November 2013 - Galaxy of the Month

NGC 1055 in Cetus

ngc 1055 - image courtesy of ken crawford

Image Courtesy of Ken Crawford, California. For more images from Ken Crawford please visit the Rancho Del Sol Observatory website. You can click on image for a high resolution version, or download a copy of our Megastar© Finder Chart of the NGC 1055 and M77 region.

NGC 1055 was first discovered by William Herschel in 1783 from Slough. It is an edge on spiral galaxy not dissimilar to M104 (the Sombrero) in Virgo. The dark dust lane and bright star forming regions are believed come from its interaction with the nearby spiral galaxy M77. Indeed a low power eyepiece view will show both galaxies in the same field as they are only separated by about half a degree (a full moons width).

There is a nice image showing galaxies at NASA's APOD. The interaction with M77 also means that NGC 1055 is a bright infra-red and radio source. Images in the ultraviolet by the GALEX satellite show the blue star forming regions very clearly even though they may be overshadowed by the dust lanes. The disk as indicated by the dust lanes appears warped which is also probably a result of the interaction. NGC 1055’s nuclear region also shows some of the properties expected form a LINER galaxy although it is not clear if it is one. It does appear quite boxy and large.

Current distance measurements place NGC 1055 at 45—60 million light years and if this is so then the spatial distance between M77 and NGC 1055 is probably only about 500,000 light years, less than a quarter of the distance between ourselves and M31. This distance would also give NGC 1055 a diameter of about 100,000 light years, comparable in size to our own Milky Way.

Detailed images of NGC 1055 show structures in its halo that may well be star streams from disrupted companion galaxies.

NGC 1055 is one of the dominant members along with M77 of a small group of galaxies known as the M77 group which also includes the galaxies NGCs 1055 (type Sb) and 1073 (type SABc), as well as UGCs 2161 (DDO 27, type Im), 2275 (DDO 28, type Sm - designating a morphological type between spirals and irregulars) and 2302 (DDO 29, type Sm), and the irregular galaxy UGCA 44 and the SBc barred spiral Markarian 600.

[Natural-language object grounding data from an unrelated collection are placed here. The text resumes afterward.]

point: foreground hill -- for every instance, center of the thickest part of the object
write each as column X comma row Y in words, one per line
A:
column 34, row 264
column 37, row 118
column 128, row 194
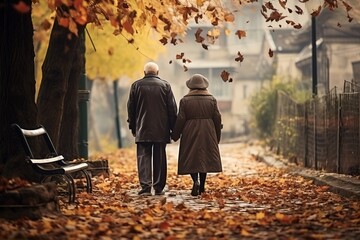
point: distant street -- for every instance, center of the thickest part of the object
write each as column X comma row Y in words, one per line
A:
column 249, row 200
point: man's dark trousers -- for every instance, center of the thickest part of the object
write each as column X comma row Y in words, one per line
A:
column 152, row 173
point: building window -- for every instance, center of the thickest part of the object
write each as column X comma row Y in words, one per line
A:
column 356, row 72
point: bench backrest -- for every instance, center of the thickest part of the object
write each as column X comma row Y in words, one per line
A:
column 26, row 134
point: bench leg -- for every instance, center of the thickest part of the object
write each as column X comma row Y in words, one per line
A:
column 73, row 187
column 88, row 181
column 69, row 183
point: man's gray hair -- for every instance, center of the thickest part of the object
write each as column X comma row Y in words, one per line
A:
column 151, row 67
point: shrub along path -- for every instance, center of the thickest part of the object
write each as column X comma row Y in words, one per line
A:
column 248, row 200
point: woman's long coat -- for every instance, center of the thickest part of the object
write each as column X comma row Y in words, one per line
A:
column 199, row 126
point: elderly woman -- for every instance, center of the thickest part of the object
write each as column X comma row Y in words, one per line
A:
column 199, row 125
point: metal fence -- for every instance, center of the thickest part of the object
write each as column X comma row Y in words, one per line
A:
column 323, row 133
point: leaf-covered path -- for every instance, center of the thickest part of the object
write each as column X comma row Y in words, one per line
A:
column 249, row 200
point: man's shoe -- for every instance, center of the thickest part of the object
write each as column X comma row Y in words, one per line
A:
column 159, row 193
column 144, row 192
column 195, row 189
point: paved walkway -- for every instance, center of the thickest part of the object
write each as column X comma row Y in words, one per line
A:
column 237, row 161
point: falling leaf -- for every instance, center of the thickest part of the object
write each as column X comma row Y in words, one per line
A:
column 283, row 3
column 64, row 22
column 21, row 7
column 271, row 53
column 163, row 40
column 260, row 215
column 240, row 33
column 199, row 38
column 229, row 17
column 205, row 46
column 128, row 27
column 239, row 58
column 225, row 75
column 298, row 10
column 180, row 56
column 245, row 233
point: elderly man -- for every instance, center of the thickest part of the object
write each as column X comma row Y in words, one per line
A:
column 151, row 115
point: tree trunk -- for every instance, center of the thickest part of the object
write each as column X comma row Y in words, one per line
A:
column 17, row 87
column 58, row 99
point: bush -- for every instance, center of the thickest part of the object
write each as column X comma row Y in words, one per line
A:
column 263, row 105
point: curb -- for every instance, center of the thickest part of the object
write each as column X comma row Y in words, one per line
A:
column 344, row 185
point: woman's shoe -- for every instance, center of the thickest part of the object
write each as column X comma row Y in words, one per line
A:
column 195, row 189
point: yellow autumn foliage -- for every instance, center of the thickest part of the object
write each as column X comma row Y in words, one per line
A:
column 113, row 56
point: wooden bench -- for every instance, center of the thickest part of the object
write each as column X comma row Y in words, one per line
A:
column 53, row 166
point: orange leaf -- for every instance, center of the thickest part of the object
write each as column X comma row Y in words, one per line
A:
column 128, row 27
column 64, row 22
column 22, row 7
column 179, row 56
column 229, row 17
column 240, row 33
column 225, row 75
column 240, row 57
column 260, row 215
column 199, row 38
column 164, row 226
column 271, row 53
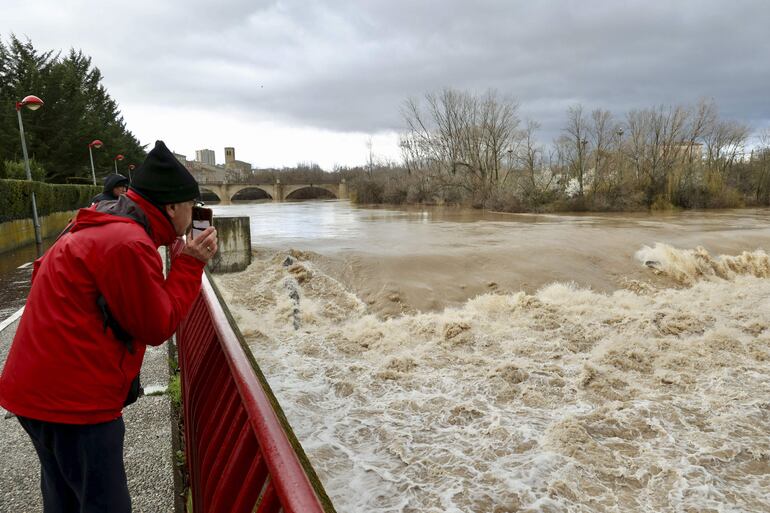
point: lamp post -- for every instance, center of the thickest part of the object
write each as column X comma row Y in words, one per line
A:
column 116, row 159
column 32, row 103
column 96, row 143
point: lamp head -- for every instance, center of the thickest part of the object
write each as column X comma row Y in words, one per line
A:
column 32, row 102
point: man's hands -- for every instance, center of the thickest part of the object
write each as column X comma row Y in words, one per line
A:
column 203, row 246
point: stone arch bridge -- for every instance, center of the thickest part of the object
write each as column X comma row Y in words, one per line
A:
column 277, row 191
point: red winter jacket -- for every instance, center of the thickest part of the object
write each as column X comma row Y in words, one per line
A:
column 63, row 365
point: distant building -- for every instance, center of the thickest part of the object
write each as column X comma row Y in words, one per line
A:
column 206, row 157
column 206, row 173
column 235, row 165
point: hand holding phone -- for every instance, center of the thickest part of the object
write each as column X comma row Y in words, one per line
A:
column 202, row 219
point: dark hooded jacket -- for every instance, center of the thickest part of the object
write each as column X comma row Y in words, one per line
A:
column 64, row 365
column 112, row 181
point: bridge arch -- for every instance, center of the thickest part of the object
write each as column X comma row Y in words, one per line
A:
column 250, row 193
column 209, row 196
column 319, row 191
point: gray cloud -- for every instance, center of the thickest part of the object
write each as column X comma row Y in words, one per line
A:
column 348, row 66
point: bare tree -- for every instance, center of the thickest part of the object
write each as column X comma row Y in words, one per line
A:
column 576, row 133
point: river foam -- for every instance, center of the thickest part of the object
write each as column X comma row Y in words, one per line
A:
column 644, row 399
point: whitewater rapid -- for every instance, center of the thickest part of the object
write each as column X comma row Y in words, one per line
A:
column 651, row 398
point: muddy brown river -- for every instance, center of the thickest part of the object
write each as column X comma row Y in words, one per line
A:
column 450, row 360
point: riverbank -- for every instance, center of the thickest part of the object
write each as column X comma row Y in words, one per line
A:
column 147, row 452
column 21, row 232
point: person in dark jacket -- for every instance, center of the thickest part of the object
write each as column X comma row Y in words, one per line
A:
column 69, row 370
column 115, row 185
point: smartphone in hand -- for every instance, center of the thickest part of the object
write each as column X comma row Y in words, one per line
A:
column 202, row 219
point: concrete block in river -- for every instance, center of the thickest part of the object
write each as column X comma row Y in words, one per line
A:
column 234, row 252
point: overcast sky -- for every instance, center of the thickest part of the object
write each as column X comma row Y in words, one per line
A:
column 291, row 81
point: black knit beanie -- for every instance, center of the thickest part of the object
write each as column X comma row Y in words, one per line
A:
column 162, row 179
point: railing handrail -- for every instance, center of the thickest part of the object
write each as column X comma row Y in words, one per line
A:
column 218, row 351
column 293, row 486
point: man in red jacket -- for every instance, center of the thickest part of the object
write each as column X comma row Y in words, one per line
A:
column 82, row 338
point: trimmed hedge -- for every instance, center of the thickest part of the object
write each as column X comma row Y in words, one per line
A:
column 16, row 203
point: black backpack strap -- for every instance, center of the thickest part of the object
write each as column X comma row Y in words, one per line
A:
column 109, row 320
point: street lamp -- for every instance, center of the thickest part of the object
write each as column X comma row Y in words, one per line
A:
column 96, row 143
column 32, row 103
column 116, row 159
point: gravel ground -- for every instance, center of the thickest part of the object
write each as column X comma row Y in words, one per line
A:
column 148, row 453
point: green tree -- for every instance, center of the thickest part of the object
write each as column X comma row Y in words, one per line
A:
column 77, row 110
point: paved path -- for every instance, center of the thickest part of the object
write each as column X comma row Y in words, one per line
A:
column 148, row 451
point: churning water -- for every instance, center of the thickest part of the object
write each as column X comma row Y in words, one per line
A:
column 573, row 396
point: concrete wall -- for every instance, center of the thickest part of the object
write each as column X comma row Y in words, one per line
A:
column 14, row 234
column 234, row 253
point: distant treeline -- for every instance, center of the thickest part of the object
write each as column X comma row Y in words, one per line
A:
column 475, row 149
column 77, row 110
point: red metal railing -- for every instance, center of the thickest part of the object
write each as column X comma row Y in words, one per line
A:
column 239, row 456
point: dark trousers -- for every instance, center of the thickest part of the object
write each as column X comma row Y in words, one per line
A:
column 81, row 466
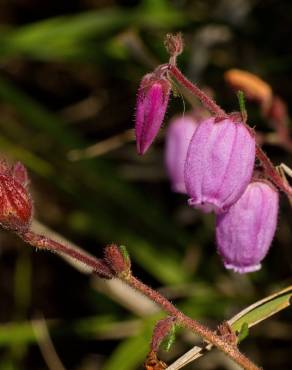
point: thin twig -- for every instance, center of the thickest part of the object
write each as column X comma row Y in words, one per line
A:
column 204, row 98
column 46, row 345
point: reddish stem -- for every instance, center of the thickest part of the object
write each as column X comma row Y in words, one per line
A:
column 230, row 350
column 42, row 242
column 204, row 98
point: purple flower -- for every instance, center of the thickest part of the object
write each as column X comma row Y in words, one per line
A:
column 219, row 164
column 178, row 137
column 152, row 100
column 244, row 233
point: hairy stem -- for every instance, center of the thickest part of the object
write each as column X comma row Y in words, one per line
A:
column 230, row 350
column 40, row 241
column 100, row 267
column 204, row 98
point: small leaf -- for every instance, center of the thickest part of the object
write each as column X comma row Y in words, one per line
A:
column 125, row 254
column 243, row 333
column 262, row 309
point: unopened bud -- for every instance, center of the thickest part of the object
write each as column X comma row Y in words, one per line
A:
column 117, row 259
column 15, row 200
column 152, row 100
column 174, row 44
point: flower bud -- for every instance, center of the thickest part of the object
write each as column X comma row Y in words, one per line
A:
column 152, row 100
column 178, row 137
column 219, row 163
column 15, row 201
column 244, row 233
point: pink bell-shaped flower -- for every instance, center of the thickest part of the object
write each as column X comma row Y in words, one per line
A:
column 178, row 137
column 244, row 233
column 219, row 163
column 152, row 100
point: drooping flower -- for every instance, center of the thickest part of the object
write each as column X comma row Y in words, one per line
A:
column 219, row 163
column 244, row 233
column 152, row 100
column 178, row 137
column 15, row 201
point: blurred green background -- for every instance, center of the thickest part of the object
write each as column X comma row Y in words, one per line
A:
column 69, row 72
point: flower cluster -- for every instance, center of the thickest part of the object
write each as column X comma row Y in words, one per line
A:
column 212, row 161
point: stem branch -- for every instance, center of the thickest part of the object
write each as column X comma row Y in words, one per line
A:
column 204, row 98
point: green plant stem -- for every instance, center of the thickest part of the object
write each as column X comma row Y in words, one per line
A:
column 99, row 267
column 230, row 350
column 193, row 89
column 210, row 104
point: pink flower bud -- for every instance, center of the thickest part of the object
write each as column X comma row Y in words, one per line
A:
column 219, row 164
column 15, row 201
column 152, row 100
column 244, row 233
column 178, row 137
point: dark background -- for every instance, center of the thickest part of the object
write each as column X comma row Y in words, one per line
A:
column 69, row 72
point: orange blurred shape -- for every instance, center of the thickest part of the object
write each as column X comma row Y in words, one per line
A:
column 253, row 87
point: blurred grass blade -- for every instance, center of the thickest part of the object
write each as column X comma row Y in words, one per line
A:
column 262, row 309
column 131, row 353
column 65, row 36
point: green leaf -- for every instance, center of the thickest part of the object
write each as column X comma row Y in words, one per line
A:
column 262, row 309
column 132, row 352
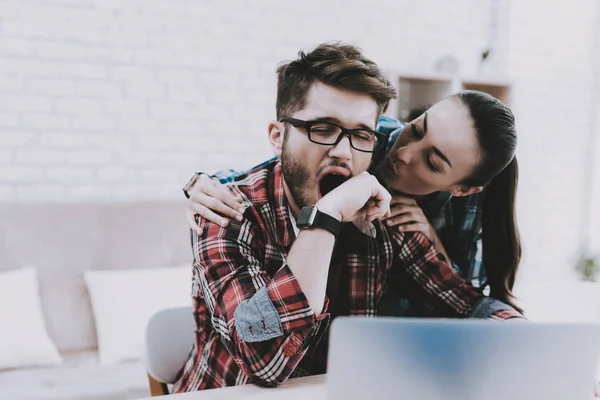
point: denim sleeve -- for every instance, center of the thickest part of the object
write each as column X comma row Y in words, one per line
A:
column 229, row 175
column 257, row 319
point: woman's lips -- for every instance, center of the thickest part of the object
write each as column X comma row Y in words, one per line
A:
column 389, row 165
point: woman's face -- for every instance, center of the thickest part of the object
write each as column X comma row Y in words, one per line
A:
column 435, row 152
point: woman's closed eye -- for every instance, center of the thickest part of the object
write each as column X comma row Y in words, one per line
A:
column 415, row 132
column 431, row 164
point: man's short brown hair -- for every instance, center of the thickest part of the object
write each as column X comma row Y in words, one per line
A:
column 340, row 65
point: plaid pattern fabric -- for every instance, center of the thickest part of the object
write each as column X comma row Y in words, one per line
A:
column 457, row 220
column 244, row 263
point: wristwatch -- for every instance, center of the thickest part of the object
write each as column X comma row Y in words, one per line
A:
column 311, row 217
column 192, row 182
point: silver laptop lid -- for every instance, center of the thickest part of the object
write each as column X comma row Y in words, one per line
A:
column 394, row 358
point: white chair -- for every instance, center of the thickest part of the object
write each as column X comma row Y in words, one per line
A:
column 169, row 339
column 559, row 301
column 569, row 302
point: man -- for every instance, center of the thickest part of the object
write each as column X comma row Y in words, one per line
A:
column 265, row 291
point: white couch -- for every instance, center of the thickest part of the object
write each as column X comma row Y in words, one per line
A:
column 62, row 241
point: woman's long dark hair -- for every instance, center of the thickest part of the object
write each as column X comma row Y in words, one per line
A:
column 498, row 173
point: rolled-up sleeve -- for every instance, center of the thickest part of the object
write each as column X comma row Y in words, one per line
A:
column 264, row 321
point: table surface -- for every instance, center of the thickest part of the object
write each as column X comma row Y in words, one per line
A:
column 310, row 387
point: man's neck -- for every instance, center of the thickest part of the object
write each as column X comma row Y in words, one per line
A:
column 290, row 199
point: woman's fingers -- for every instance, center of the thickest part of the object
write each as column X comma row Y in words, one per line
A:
column 191, row 218
column 409, row 201
column 416, row 227
column 399, row 209
column 206, row 213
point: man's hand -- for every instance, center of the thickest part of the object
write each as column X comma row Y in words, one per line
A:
column 359, row 195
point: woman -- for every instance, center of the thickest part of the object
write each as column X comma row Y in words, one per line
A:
column 453, row 174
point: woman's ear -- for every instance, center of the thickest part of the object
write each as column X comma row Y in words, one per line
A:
column 460, row 191
column 276, row 137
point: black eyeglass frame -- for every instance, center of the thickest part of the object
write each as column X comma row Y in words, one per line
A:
column 307, row 125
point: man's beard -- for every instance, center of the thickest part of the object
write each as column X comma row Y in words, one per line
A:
column 295, row 175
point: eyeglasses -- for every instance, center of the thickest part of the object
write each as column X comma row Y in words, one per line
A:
column 330, row 134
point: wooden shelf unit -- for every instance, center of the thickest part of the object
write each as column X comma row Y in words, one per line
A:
column 417, row 91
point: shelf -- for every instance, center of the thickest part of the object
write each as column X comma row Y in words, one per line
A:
column 420, row 89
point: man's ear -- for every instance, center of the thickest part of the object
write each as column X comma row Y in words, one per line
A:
column 460, row 191
column 276, row 137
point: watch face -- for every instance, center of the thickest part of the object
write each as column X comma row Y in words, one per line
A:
column 306, row 217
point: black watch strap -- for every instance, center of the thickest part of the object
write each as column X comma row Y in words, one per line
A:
column 311, row 217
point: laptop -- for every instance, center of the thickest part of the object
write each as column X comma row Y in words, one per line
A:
column 430, row 359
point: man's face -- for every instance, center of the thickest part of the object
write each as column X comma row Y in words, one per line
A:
column 312, row 170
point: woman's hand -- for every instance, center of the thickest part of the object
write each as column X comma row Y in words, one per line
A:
column 209, row 197
column 407, row 216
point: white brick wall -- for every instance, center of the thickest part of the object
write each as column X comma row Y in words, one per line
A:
column 113, row 100
column 124, row 99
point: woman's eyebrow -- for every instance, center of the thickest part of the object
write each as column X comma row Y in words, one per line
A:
column 441, row 155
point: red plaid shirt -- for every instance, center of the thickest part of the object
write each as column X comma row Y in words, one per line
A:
column 253, row 322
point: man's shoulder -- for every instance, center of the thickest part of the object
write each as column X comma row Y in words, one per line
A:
column 256, row 184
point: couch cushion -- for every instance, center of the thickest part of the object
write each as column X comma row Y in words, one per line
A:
column 63, row 240
column 80, row 378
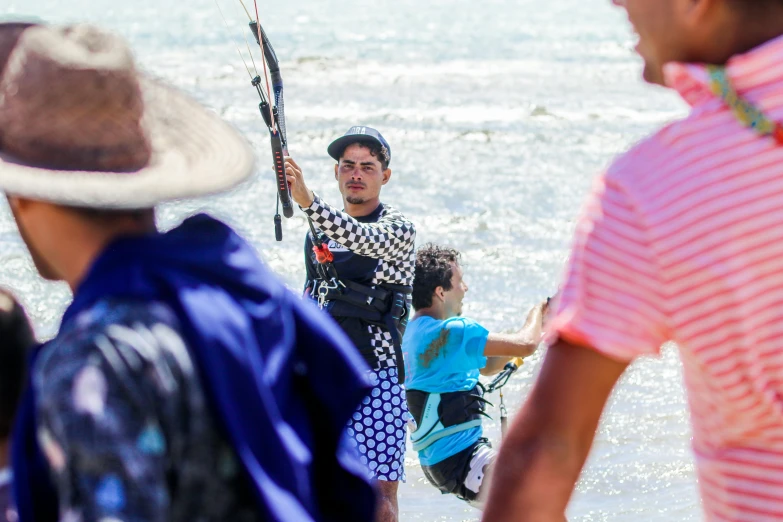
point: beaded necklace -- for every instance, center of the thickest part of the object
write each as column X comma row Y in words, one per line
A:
column 745, row 112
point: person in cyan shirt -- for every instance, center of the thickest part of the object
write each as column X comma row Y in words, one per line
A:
column 444, row 355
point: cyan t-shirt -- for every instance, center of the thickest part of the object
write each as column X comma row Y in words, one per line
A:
column 441, row 357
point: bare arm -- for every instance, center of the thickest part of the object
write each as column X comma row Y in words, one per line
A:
column 501, row 348
column 549, row 441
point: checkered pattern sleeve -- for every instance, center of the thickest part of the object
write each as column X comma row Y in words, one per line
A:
column 391, row 238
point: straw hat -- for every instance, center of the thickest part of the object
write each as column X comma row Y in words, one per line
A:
column 80, row 126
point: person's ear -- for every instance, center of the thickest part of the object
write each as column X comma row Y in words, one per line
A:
column 695, row 13
column 440, row 293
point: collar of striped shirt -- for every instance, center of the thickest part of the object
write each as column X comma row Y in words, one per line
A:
column 748, row 72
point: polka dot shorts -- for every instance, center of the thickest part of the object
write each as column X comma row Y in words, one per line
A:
column 378, row 427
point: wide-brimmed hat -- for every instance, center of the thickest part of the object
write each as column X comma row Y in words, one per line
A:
column 80, row 126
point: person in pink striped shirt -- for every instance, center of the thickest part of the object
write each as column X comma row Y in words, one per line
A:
column 681, row 240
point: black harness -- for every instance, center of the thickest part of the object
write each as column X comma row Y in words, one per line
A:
column 355, row 305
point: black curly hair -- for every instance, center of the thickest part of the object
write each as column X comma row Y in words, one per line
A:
column 377, row 151
column 16, row 339
column 434, row 268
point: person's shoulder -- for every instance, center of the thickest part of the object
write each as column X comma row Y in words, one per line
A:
column 654, row 160
column 137, row 326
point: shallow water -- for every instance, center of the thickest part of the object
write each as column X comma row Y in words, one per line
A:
column 499, row 114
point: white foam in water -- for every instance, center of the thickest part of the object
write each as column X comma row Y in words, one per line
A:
column 499, row 114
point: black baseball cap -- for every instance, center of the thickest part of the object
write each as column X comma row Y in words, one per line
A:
column 358, row 134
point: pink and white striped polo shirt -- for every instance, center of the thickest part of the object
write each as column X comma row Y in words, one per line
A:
column 682, row 240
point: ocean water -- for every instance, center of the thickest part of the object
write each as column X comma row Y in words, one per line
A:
column 499, row 114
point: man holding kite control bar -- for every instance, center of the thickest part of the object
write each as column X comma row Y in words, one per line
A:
column 360, row 269
column 444, row 354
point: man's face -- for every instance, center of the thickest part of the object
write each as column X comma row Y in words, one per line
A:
column 453, row 297
column 360, row 175
column 662, row 36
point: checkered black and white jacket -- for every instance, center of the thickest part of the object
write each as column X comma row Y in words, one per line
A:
column 390, row 240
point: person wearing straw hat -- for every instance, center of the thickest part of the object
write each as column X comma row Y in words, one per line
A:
column 680, row 240
column 179, row 385
column 444, row 355
column 366, row 289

NGCs 1087 (Sc), 1090 (S-), and 1094 (SABb-) although nearby on the sky are actually background galaxies, as their much higher redshift indicates.

The M77 group is about the same distance from us as the Virgo cluster but in a different direction. Visually NGC 1055 maybe more challenging to get details out of than images may suggest and although it may be seen in relatively small telescopes to see any detail is likely to require a telescope of 30cm or above aperture in typical UK skies.